ABSTRACT:

Background: Staphylococcus aureus (SA) remains a global health threat due to its increasing drug resistance and intracellular persistence, which compromise the efficacy of conventional antibiotics. Host-directed therapy (HDT) has emerged as a promising alternative by modulating host immunity. With the multi-targeting and immunomodulatory properties, Traditional Chinese Medicine (TCM) monomers represent ideal candidates for HDT. However, their ability to promote host immunity-mediated SA clearance remains largely unexplored.

Purpose: To identify the critical TCM monomer that facilitates the clearance of intracellular SA and methicillin-resistant SA (MRSA), as well as to elucidate its mechanism.

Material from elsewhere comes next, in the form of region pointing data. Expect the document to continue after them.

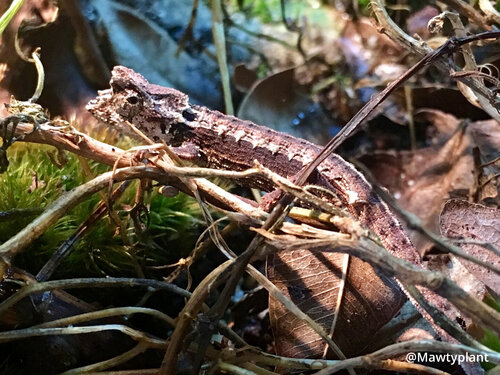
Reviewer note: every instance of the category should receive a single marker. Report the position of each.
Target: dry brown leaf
(311, 280)
(422, 180)
(463, 220)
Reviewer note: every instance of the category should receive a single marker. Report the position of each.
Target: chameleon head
(133, 102)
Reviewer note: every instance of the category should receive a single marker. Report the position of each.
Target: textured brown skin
(227, 142)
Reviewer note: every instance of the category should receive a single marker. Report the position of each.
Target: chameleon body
(226, 142)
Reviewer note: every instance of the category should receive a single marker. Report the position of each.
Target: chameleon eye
(133, 100)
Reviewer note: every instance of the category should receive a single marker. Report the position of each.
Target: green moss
(172, 230)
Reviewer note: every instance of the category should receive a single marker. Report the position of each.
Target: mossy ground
(172, 229)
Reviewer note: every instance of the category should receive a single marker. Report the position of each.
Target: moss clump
(32, 182)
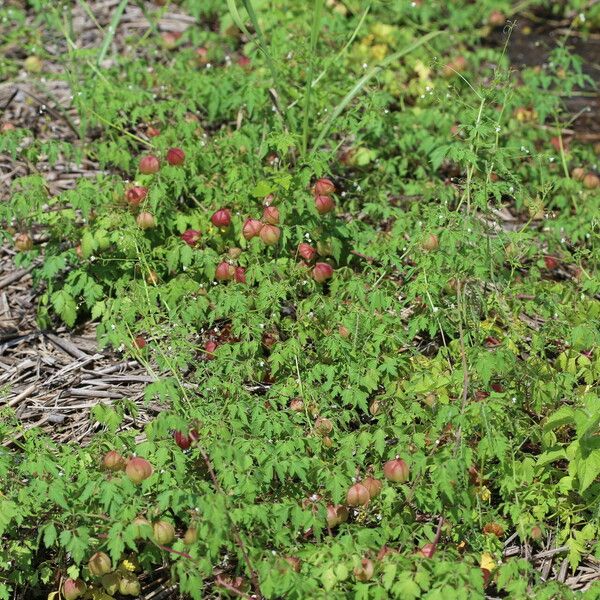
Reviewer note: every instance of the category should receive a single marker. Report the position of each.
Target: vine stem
(236, 532)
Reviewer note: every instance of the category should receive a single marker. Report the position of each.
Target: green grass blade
(314, 36)
(235, 15)
(112, 29)
(360, 84)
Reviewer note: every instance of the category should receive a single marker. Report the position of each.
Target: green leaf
(65, 306)
(262, 188)
(50, 535)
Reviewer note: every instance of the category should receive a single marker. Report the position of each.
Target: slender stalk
(360, 84)
(314, 35)
(112, 29)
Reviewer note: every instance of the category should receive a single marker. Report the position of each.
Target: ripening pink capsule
(73, 589)
(145, 220)
(271, 215)
(324, 204)
(149, 165)
(210, 348)
(175, 156)
(134, 195)
(251, 228)
(240, 275)
(358, 495)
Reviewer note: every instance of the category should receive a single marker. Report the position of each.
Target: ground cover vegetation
(358, 251)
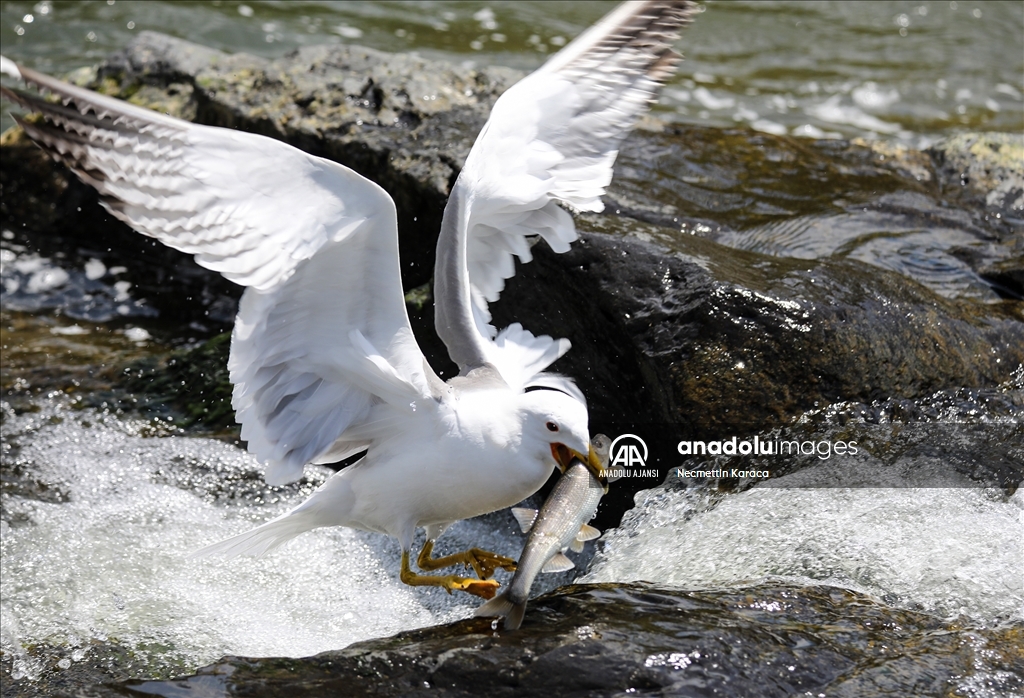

Methods: Fifty-five TCM monomers potentially regulating host immunity were screened to identify a compound promoting intracellular SA/MRSA clearance. The mechanism was investigated using transcriptomics, proteomics, molecular dynamics simulations, and biochemical assays. In vivo holistic regulation was examined in infected mice through lung pathology and multi-omics analysis (transcriptomics, proteomics, metagenomics, and metabolomics).

Results: Triptolide was identified as a potent facilitator of host immunity-mediated intracellular clearance of SA and MRSA, without exerting direct bactericidal effects. Mechanistically, triptolide directly binds to the X-linked inhibitor of apoptosis protein (XIAP), disrupting its interaction with caspases to relieve their inhibition and thereby induce apoptosis. Furthermore, in murine infection models, triptolide treatment reduced bacterial loads and alleviated lung inflammation, while concurrently preserving microbiota homeostasis and improving metabolic function.

Conclusion: This study establishes a proof of concept for triptolide as a HDT candidate against SA and MRSA infections, with a mechanism that not only enhances host apoptosis-mediated pathogen clearance but also preserves host microbiota and metabolic homeostasis.